Distance from Mastoid Cortex to Vertical Facial Canal: In a study by Jatale et al. the distance of the second genu from the outer cortex varied from 1.78 cm to 2.36 cm with a mean of 1.96 cm [29], which is slightly more than what we observed in our study where the mean distance from a vertical segment of the facial nerve to the mastoid cortex was measured and was 1.17 cm, values ranged from 1 cm to 1.3 cm. This perhaps was because we had a number of children under 2 years of age in our study cohort.

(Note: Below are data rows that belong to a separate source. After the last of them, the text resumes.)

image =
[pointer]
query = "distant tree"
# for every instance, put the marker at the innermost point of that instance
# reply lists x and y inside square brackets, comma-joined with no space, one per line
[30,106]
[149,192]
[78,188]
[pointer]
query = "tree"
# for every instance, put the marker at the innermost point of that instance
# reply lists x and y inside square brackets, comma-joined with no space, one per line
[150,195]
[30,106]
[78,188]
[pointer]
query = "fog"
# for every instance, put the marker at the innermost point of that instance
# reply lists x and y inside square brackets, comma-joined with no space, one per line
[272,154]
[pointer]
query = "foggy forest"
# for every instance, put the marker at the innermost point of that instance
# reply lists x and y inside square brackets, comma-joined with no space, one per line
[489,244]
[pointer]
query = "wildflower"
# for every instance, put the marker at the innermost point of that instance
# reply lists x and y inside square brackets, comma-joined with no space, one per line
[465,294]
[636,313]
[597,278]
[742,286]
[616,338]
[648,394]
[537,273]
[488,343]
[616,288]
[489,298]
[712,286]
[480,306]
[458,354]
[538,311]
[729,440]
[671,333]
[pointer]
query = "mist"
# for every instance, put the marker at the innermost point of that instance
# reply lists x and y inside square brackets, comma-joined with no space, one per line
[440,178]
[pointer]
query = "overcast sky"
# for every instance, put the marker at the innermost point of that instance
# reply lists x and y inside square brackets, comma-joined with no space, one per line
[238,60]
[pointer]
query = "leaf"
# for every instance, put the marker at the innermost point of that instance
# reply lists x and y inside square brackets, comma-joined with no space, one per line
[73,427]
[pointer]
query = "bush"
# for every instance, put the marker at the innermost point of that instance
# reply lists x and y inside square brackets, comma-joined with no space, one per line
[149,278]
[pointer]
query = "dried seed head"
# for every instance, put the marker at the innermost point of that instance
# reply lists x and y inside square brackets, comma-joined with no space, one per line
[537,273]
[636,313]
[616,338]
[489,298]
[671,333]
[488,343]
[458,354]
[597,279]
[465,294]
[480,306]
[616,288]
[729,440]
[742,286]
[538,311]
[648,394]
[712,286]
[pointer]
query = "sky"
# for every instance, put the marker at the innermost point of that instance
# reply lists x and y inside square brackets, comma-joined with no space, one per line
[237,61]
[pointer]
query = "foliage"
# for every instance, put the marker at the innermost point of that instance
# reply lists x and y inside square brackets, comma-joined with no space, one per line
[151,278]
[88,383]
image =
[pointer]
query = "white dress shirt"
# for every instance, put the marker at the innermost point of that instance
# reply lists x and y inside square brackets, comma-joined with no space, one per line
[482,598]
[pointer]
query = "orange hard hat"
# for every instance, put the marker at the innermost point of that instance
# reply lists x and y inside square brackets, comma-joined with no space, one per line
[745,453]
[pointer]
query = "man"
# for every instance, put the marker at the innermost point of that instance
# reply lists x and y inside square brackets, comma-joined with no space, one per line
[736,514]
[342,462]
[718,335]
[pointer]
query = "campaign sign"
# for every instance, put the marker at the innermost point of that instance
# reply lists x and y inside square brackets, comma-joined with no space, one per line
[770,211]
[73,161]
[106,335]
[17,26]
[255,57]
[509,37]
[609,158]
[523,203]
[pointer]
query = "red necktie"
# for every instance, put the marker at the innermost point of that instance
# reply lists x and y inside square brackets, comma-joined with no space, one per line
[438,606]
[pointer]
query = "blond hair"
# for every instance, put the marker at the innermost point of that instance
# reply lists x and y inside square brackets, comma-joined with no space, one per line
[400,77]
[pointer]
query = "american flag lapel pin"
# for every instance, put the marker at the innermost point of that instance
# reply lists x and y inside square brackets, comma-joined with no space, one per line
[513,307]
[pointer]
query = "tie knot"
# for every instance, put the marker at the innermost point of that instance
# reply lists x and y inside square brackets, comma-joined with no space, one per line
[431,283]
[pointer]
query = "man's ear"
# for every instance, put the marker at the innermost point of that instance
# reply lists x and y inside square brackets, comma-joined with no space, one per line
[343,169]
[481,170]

Alpha(α) and Beta(β) Angle: In our study mean α angle was 58.7 degrees with a range from 48 to 65.7 degrees which is very similar to the results obtained by Lloyd et al. [30] where the mean basal turn angle was 54.6 degrees with a range, of 46.8–63.8 degrees and the standard deviation of 3.5. Calculation of cochlear orientation and its angle with the surgical axis α and β angle can aid surgical planning and cochleostomy site decisions [30]. In patients whom an α angle of less than 50 degrees and β angle of more than 20 degrees, surgeons can face difficulty in electrode insertion. The mean β angle in this study was 17.3 with a range from 13 to 22.3 degrees. The β angle indicates the extent of angulation between the surgical axis and the axis of the basal turn of the cochlea [31].

Conclusion

One of the most essential components in the decision-making for cochlear implant candidacy is radiology. A standardized protocol including morphometric analysis of important radiological parameters is desirable. Our study thus provides a comprehensive radiologic protocol for CI candidacy including normative data for the essential morphometrics in the Indian setting.

Funding

The authors did not receive support from any organization for the submitted work.

Conflict of interest

The authors report no conflict of interest.

Footnotes

Publisher's Note

Springer Nature remains neutral with regard to jurisdictional claims in published maps and institutional affiliations.